‘Downton Abbey’ Movie: Inside Maggie Smith’s Moving Final Scene

Downton Abbey – The theatrical sequel to the beloved TV series (now in theaters) ends with a pivotal conversation for the Dowager Countess — and Smith left a hint in the way she played the moment.

Downton Abbey

If Downton Abbey finds success at the box office, the team behind the Emmy-winning TV series and its theatrical spinoff have said they are hopeful for a big-screen sequel. But, either way, the film may be the last hurrah for a treasured character. 

The Downton Abbey movie’s ending signals a changing of the guards, effectively setting up the franchise for a next phase should it continue. During a moving scene between Violet Crawley, the Dowager Countess of Grantham (Maggie Smith), and her dearest granddaughter Lady Mary Crawley (Michelle Dockery) at the end of the film, the deliciously sharp-tongued Violet puts her lethal wit aside to confess to her beloved Mary that she is sick and “may not” have long to live. “I’m leaving the family and the place that I treasure in talented hands,” she tells Mary, calling her the future of Downton.

The emotional scene between the grandmother and granddaughter pair of Downton implies that, should the story continue beyond 1927 (the series has spanned 15 years since it began), the upstairs-downstairs saga would forge ahead without Dame Smith.

“It was really a question of passing on the baton to that next generation,” producer Gareth Neame recently told The Hollywood Reporter of both the weight of the scene and the implication it hands down for Smith’s Emmy-winning character. “Whether it’s her last movie, her last Downton movie, whatever, I don’t know. But there had to be that sense of the next generation are now in charge. It’s a moving scene.”
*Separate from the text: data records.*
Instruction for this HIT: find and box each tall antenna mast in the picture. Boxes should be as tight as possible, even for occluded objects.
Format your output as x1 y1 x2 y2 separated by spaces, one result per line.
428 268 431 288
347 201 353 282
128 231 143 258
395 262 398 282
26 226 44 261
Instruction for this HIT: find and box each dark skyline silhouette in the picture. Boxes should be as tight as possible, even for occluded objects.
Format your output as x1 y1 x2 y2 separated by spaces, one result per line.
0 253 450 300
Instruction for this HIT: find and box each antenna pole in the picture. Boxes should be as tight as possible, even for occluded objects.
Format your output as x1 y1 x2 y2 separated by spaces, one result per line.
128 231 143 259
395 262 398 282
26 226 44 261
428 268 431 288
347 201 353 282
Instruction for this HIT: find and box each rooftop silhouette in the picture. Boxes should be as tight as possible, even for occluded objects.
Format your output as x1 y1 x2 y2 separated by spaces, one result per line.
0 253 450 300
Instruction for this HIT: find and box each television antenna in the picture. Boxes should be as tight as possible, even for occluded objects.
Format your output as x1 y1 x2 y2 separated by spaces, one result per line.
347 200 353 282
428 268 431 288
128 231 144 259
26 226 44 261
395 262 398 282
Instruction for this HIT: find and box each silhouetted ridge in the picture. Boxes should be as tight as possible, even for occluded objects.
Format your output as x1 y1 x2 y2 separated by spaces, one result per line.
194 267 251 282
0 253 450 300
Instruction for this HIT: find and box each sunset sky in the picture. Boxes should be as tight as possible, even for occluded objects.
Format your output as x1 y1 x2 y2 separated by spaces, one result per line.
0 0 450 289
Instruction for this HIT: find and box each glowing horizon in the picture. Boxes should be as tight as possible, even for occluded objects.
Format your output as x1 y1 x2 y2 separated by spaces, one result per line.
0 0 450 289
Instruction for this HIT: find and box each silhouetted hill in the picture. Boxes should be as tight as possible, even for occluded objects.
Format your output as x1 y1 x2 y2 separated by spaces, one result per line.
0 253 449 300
After tears are exchanged, Violet and Mary re-join their guests for a sendoff in the ballroom as Downton continues to celebrate the visiting King George V and Queen Mary. The plot of the movie centers around the Crawley family and their loyal servants prepping the famed Yorkshire estate for the royal visit. As her sprawling family waltz’s around her, the Michael Engler-directed film hangs on Violet’s facial expressions while the Downton matriarch takes in the world she has created.

When the Masterpiece PBS and ITV series wrapped in 2015, rumors of a film were in the air, but not yet confirmed. “I’m just surprised that I got to the end,” the legendary actress quipped at the time; she later suggested the potential film should open with her character’s funeral. When series creator Julian Fellowes and Neame began to make calls about the film, however, the cast agreed in a domino effect with Smith being the final castmember to sign on. “She’s the ‘Notorious MAG.’ It wouldn’t be right if she wasn’t last,” Allen Leech (Tom Branson) had told THR.

Though the film’s ending seems to imply that Smith would not be back in her usual capacity, the team is not yet ready to rule her out of a potential sequel appearance. 

“The thing about Maggie is that she always says she’s done and she’ll never do it again. And then she does,” Engler tells THR. “And I think she enjoyed doing it. I think she enjoyed being back with all those people and, not that she needed to creatively, but just that she felt such a kinship with so many of them. Some people she had known for years and then all these young people who were all new in their careers where she got to be a part of their early growth, and it meant a lot to her.”

Engler said he wanted the scene to function both ways — as a goodbye if this were the last time viewers see Violet, or as a precursor to the end if there is a sequel. “You just take the story on face value and get as much out of it as you can, and make sure that if a cure is found, we won’t go, ‘Wait a minute, that makes no sense!'” he says of Violet’s fate.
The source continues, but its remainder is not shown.